Track Datadog SLOs

Published on July 25th, 2023

As a platform team, it is important to measure the reliability and performance of services, and Datadog provides powerful tools to monitor and track them. Creating and monitoring Datadog Service Level Objectives (SLOs) is one way to do it. Defining SLOs across multiple components can be an objective as well, and with Tech Insights, your team is now able to manage these.

Prerequisites

Before you begin, make sure you have the following:

  • A Datadog account: Sign up for a Datadog account if you don’t have one already.
  • Access to your system components in Datadog: Ensure you have the necessary permissions to access the components you want to track SLOs from.
  • Defined SLOs in at least one of the components in Datadog.
  • Annotations configured in your catalog-info.yaml file in your repository.
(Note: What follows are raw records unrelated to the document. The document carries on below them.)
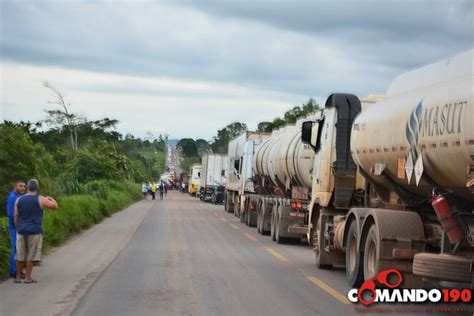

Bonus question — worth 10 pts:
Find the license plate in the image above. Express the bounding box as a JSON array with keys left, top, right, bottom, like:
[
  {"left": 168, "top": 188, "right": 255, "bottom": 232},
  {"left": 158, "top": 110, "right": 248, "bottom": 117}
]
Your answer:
[{"left": 290, "top": 211, "right": 305, "bottom": 218}]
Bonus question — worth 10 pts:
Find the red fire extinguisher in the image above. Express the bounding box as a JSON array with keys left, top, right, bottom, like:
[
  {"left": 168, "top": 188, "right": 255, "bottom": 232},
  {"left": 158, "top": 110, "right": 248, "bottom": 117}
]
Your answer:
[{"left": 431, "top": 190, "right": 465, "bottom": 245}]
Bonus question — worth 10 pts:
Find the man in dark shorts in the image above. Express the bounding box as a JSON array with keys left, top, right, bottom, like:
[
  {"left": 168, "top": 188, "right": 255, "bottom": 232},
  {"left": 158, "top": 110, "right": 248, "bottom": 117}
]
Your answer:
[
  {"left": 14, "top": 179, "right": 58, "bottom": 284},
  {"left": 6, "top": 180, "right": 26, "bottom": 278}
]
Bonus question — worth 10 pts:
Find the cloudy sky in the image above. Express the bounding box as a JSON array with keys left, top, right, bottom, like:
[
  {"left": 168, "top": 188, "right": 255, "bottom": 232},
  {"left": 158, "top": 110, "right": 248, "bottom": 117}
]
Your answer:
[{"left": 1, "top": 1, "right": 472, "bottom": 140}]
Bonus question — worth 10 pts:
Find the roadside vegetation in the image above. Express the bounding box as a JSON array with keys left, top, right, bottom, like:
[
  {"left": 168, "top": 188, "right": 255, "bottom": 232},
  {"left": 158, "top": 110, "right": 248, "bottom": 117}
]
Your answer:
[{"left": 0, "top": 83, "right": 166, "bottom": 278}]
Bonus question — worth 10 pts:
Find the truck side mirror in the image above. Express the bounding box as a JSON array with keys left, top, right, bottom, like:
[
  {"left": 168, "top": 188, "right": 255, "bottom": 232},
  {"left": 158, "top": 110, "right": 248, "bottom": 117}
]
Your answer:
[
  {"left": 302, "top": 121, "right": 316, "bottom": 149},
  {"left": 302, "top": 120, "right": 321, "bottom": 151},
  {"left": 234, "top": 159, "right": 240, "bottom": 172}
]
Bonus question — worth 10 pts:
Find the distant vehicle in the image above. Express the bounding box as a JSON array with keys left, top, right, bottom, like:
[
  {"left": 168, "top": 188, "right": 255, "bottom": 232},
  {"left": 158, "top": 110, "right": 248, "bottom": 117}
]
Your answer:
[
  {"left": 198, "top": 186, "right": 205, "bottom": 200},
  {"left": 225, "top": 132, "right": 270, "bottom": 221},
  {"left": 188, "top": 164, "right": 202, "bottom": 195},
  {"left": 200, "top": 154, "right": 228, "bottom": 203},
  {"left": 211, "top": 185, "right": 225, "bottom": 204}
]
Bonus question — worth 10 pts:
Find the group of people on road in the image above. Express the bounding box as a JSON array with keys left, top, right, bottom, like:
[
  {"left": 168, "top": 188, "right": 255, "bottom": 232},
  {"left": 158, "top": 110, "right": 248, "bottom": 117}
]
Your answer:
[
  {"left": 141, "top": 181, "right": 168, "bottom": 200},
  {"left": 6, "top": 179, "right": 58, "bottom": 284}
]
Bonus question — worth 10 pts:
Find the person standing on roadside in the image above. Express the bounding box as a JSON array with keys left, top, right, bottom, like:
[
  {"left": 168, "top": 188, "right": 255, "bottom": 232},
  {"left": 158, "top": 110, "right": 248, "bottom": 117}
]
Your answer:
[
  {"left": 150, "top": 181, "right": 156, "bottom": 200},
  {"left": 14, "top": 179, "right": 58, "bottom": 284},
  {"left": 141, "top": 182, "right": 147, "bottom": 199},
  {"left": 6, "top": 180, "right": 26, "bottom": 278}
]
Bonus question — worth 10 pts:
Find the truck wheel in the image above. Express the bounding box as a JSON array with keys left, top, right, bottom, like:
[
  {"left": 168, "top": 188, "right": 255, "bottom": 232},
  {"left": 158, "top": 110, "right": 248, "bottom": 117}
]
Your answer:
[
  {"left": 363, "top": 224, "right": 380, "bottom": 280},
  {"left": 413, "top": 253, "right": 473, "bottom": 284},
  {"left": 257, "top": 207, "right": 263, "bottom": 234},
  {"left": 275, "top": 211, "right": 285, "bottom": 244},
  {"left": 246, "top": 207, "right": 252, "bottom": 227},
  {"left": 313, "top": 214, "right": 332, "bottom": 269},
  {"left": 271, "top": 211, "right": 276, "bottom": 242},
  {"left": 234, "top": 198, "right": 240, "bottom": 217},
  {"left": 345, "top": 219, "right": 364, "bottom": 287},
  {"left": 225, "top": 193, "right": 233, "bottom": 213},
  {"left": 240, "top": 200, "right": 246, "bottom": 223}
]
These are the annotations used in our Datadog built-in Data Source to track SLOs and Monitors:
    • datadoghq.com/slo_tag: The Datadog SLO tag to use for this component. This is the tag that will be used to filter the components that have SLOs defined.
    • datadoghq.com/monitor_tags: The Datadog SLO target to use for this component. This are the monitor tags that will be used to filter the components that have Monitors defined in Datadog.

What you’ll learn

In this tutorial, we’re going to:

  • Set up Datadog integration.
  • Automatically scan Components in the Backstage catalog and record how many SLOs are defined for each.
  • Visualize the distribution of SLOs defined count.
  • Create a check to verify if at least one SLO is defined for each component.
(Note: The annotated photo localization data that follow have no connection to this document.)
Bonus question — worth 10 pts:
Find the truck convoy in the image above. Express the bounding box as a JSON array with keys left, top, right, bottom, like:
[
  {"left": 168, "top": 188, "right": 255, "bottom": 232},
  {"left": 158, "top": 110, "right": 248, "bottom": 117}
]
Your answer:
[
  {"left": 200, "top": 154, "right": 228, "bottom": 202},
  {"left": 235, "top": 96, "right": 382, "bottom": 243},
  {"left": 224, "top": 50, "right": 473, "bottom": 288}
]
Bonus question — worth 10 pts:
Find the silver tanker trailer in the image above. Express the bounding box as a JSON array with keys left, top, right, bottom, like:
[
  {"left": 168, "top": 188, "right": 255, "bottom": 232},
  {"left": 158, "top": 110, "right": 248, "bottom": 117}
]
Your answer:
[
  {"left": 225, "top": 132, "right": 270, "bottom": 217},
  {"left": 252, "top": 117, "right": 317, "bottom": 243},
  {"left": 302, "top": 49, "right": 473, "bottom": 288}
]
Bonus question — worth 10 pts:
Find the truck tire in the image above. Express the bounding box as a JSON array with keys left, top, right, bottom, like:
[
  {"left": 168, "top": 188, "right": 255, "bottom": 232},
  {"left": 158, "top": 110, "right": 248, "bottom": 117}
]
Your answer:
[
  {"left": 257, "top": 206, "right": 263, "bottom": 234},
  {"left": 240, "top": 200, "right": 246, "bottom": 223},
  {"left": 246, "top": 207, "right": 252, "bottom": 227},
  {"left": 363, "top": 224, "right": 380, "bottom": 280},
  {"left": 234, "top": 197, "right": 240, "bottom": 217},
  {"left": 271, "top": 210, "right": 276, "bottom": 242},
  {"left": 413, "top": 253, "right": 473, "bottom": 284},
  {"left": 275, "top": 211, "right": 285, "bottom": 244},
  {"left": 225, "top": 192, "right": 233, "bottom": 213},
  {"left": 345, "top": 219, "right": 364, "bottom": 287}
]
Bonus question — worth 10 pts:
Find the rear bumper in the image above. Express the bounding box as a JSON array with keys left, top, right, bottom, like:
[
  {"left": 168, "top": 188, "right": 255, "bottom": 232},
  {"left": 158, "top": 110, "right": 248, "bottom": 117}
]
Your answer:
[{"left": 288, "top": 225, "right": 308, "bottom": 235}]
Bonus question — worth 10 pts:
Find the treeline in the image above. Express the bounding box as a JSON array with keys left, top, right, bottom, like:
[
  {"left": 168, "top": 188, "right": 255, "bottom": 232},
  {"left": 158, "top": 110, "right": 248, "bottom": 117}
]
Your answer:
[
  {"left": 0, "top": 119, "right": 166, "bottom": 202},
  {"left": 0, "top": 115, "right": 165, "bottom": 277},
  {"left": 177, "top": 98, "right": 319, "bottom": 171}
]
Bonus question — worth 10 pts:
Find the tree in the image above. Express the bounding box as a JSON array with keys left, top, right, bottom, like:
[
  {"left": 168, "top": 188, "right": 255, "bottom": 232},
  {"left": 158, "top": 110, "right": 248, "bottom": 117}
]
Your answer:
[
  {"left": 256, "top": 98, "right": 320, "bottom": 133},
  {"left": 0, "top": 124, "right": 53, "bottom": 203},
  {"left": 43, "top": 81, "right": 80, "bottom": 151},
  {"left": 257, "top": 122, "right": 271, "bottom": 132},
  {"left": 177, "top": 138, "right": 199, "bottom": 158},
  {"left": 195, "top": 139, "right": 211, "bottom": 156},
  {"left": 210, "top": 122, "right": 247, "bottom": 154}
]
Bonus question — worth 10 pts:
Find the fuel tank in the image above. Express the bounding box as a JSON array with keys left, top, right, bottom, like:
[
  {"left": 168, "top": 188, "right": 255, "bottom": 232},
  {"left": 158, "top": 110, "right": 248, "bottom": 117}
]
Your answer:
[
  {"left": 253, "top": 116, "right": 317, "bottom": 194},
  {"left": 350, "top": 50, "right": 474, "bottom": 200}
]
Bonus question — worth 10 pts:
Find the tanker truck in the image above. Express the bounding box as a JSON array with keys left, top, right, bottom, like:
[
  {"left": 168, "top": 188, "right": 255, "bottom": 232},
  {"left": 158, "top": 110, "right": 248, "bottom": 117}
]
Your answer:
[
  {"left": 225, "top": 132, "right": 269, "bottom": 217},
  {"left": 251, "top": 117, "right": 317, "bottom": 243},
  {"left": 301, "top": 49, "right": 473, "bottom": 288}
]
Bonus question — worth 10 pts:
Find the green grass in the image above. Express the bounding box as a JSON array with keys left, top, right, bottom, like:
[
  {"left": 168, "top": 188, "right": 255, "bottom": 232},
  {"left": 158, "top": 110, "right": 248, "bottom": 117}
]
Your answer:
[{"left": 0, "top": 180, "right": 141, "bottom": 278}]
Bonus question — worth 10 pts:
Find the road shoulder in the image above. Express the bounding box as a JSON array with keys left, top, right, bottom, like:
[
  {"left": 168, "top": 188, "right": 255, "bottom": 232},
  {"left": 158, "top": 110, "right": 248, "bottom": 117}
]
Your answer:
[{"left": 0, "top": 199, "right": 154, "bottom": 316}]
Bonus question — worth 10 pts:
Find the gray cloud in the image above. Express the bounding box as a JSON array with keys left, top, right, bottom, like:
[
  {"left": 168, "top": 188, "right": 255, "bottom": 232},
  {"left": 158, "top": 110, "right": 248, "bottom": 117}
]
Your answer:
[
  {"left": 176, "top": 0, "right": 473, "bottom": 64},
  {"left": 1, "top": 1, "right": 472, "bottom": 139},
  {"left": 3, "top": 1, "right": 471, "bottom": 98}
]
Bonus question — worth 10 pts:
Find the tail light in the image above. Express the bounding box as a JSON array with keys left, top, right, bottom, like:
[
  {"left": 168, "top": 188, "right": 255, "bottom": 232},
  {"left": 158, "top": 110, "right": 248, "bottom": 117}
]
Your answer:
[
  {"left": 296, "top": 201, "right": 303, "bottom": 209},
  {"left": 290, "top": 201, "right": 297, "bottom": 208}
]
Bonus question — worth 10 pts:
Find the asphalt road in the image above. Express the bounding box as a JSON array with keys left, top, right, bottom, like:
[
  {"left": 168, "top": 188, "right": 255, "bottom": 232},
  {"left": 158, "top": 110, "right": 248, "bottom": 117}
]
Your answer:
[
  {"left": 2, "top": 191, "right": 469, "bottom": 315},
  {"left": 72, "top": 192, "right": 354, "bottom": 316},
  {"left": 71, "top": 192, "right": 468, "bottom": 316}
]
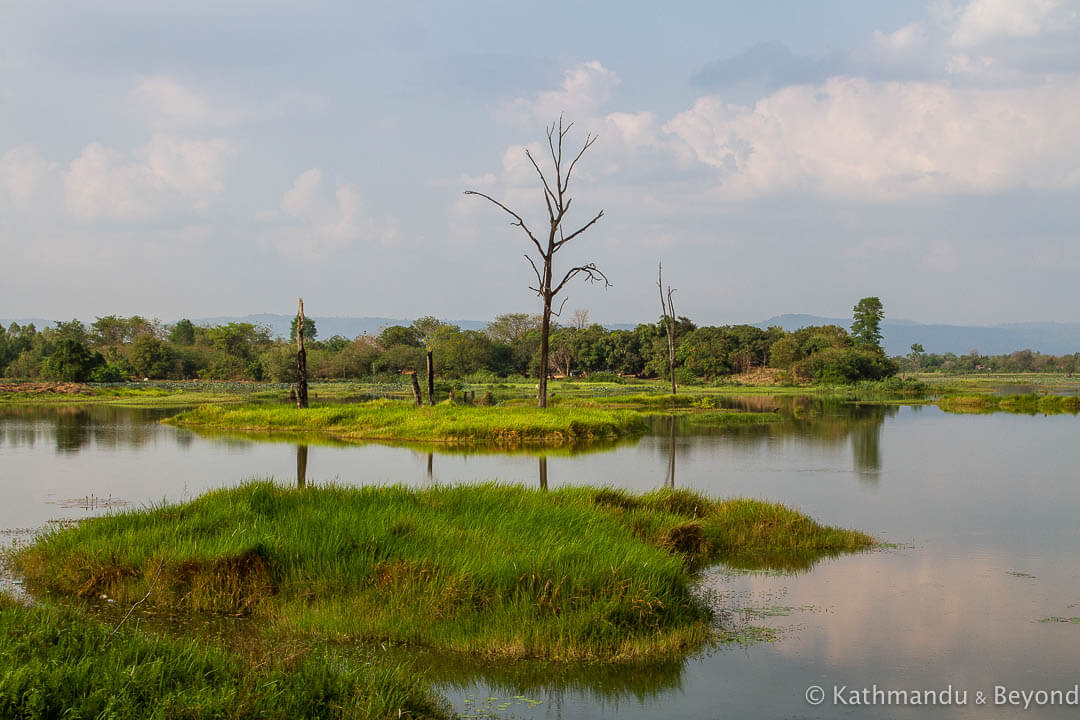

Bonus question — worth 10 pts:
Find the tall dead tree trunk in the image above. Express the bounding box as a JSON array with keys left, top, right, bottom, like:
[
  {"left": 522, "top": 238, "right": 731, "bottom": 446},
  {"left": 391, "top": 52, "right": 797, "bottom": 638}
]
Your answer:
[
  {"left": 466, "top": 116, "right": 609, "bottom": 408},
  {"left": 426, "top": 350, "right": 434, "bottom": 406},
  {"left": 296, "top": 297, "right": 308, "bottom": 408},
  {"left": 658, "top": 262, "right": 677, "bottom": 395}
]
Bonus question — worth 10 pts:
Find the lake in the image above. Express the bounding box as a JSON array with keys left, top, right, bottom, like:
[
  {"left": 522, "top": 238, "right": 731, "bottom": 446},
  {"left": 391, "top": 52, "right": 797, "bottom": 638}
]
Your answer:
[{"left": 2, "top": 400, "right": 1078, "bottom": 718}]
As we go through this process, you’ll learn:

  • How to use built-in Data Sources (Datadog) and how to create Checks with Tech Insights.
  • How to detect which component has SLO defined with Tech Insights.
  • How to use a comparison operator.

Let’s get started.

1 - Setup Datadog integration

In order to collect the Datadog SLO count from each component, the Datadog integration needs to be set up on Roadie. To do that, follow these steps:

  1. Go to Administration → Settings → Datadog and set the hostname of your Datadog app.

  2. Go to Administration → Settings → Secrets and set the Datadog API Token and Datadog APP Token in so your Roadie instance to contact your Datadog app.

Key Token
DD_API_TOKEN Datadog API Token
DD_APP_TOKEN Datadog APP Token

2 - Record the SLO count for each component

In order to know which software has Datadog SLOs configured, we’re going to use the built-in Datadog Data Source in Roadie Tech Insights. It will run periodically and extract the SLO count fact from each component.

These are the steps to set that up.

  1. Visit Tech Insights and click into the Data Sources tab. Search for the Datadog Data Source from the Data Sources list and select it.

    Data Source Listing

  2. You may need to wait some time for the data source to collect all SLOs and Monitors from Datadog. It must contact the Datadog APIs for each component, which is captured by the already set filter. These counts are then stored as facts for each component.

    Data Source Results

3 - Visualize the distribution of SLOs count

Our Data Source details panel comes with a built-in visualization panel that lets us get an overview of the facts (in this case SLOs count) present in each configured and annotated component. When viewing a Data Source, expand the “Facts visualization” section to see it.

Data Source Visualization

This chart tells you:

  1. 33% of the Components that this Data Source targets have 1 SLO defined and configured.
  2. 33% of the Components that this Data Source targets have 2 SLOs defined and configured.
  3. 33% of the Components that this Data Source targets have no SLOs configured.

In the next section, we will create a Check that can compare and verify if each software component has at least one SLO defined in Datadog.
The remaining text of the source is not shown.